Sunday, July 25, 2010

Five best novels on success

Tad Friend is the author of Cheerful Money: Me, My Family, and the Last Days of Wasp Splendor.

For the Wall Street Journal he named a five best list of novels on success.

One title on the list:
True Grit
by Charles Portis

"True Grit" calls to mind Cormac McCarthy's sanguinary meditations on the border, but Charles Portis details the savagery of the 1870s frontier through an astonishing narrative voice: that of the 14-year-old Mattie Ross, a flinty, skeptical, Bible-thumping scourge. Mattie hires a federal marshal and rides into the Oklahoma territory to find the coward who shot her father, and her outrage brings order to the wilderness—an order predicated on the deaths of half a dozen outlaws, some of them guilty of rather little. The book is dryly hilarious yet gradually mournful, for Mattie is recalling these events years later, as a well-to-do but cranky spinster.
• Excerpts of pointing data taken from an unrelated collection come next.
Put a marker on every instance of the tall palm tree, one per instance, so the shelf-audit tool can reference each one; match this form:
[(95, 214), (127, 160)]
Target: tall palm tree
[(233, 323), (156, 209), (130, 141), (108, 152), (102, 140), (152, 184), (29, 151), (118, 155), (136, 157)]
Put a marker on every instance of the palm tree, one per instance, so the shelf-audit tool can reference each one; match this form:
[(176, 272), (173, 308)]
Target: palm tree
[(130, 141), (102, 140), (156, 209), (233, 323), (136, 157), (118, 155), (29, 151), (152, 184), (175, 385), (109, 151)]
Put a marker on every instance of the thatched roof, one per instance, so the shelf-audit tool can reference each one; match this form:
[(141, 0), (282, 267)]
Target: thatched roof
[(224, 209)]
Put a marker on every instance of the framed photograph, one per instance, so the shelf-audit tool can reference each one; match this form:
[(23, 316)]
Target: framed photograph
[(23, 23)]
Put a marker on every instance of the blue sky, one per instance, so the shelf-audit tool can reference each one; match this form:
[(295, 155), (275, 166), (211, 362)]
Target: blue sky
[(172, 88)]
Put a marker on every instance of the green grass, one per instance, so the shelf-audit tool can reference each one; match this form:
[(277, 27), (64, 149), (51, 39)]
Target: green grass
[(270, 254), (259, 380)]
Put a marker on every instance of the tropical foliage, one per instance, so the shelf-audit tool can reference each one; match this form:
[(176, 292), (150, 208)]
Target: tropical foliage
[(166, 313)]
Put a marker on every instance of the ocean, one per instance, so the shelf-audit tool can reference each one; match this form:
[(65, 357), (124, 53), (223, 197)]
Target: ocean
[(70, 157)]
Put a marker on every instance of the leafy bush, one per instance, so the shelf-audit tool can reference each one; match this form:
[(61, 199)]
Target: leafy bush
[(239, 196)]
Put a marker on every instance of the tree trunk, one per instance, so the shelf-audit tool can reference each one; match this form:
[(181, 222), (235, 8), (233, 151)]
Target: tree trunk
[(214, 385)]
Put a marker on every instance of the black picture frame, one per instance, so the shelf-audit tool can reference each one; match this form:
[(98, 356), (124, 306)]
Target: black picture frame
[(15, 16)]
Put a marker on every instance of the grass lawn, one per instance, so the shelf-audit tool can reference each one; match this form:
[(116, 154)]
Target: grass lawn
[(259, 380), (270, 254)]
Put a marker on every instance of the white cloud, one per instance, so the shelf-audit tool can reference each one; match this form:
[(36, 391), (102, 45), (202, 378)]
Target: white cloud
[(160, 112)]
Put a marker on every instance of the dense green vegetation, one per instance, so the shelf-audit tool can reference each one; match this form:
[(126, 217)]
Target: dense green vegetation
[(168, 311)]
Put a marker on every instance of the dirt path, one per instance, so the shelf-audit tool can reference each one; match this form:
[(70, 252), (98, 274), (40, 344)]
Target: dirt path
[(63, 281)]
Her readers know how much she had to offer, but no suitor ever saw it. For Mattie—and, Portis suggests, for the country—once the West was won, the rest was afterglow.
Read about the other books on the list.

True Grit also appears on Willy Vlautin's list of five great books set in the West and Jonathan Lethem's list of five terrific novels overshadowed by their film versions.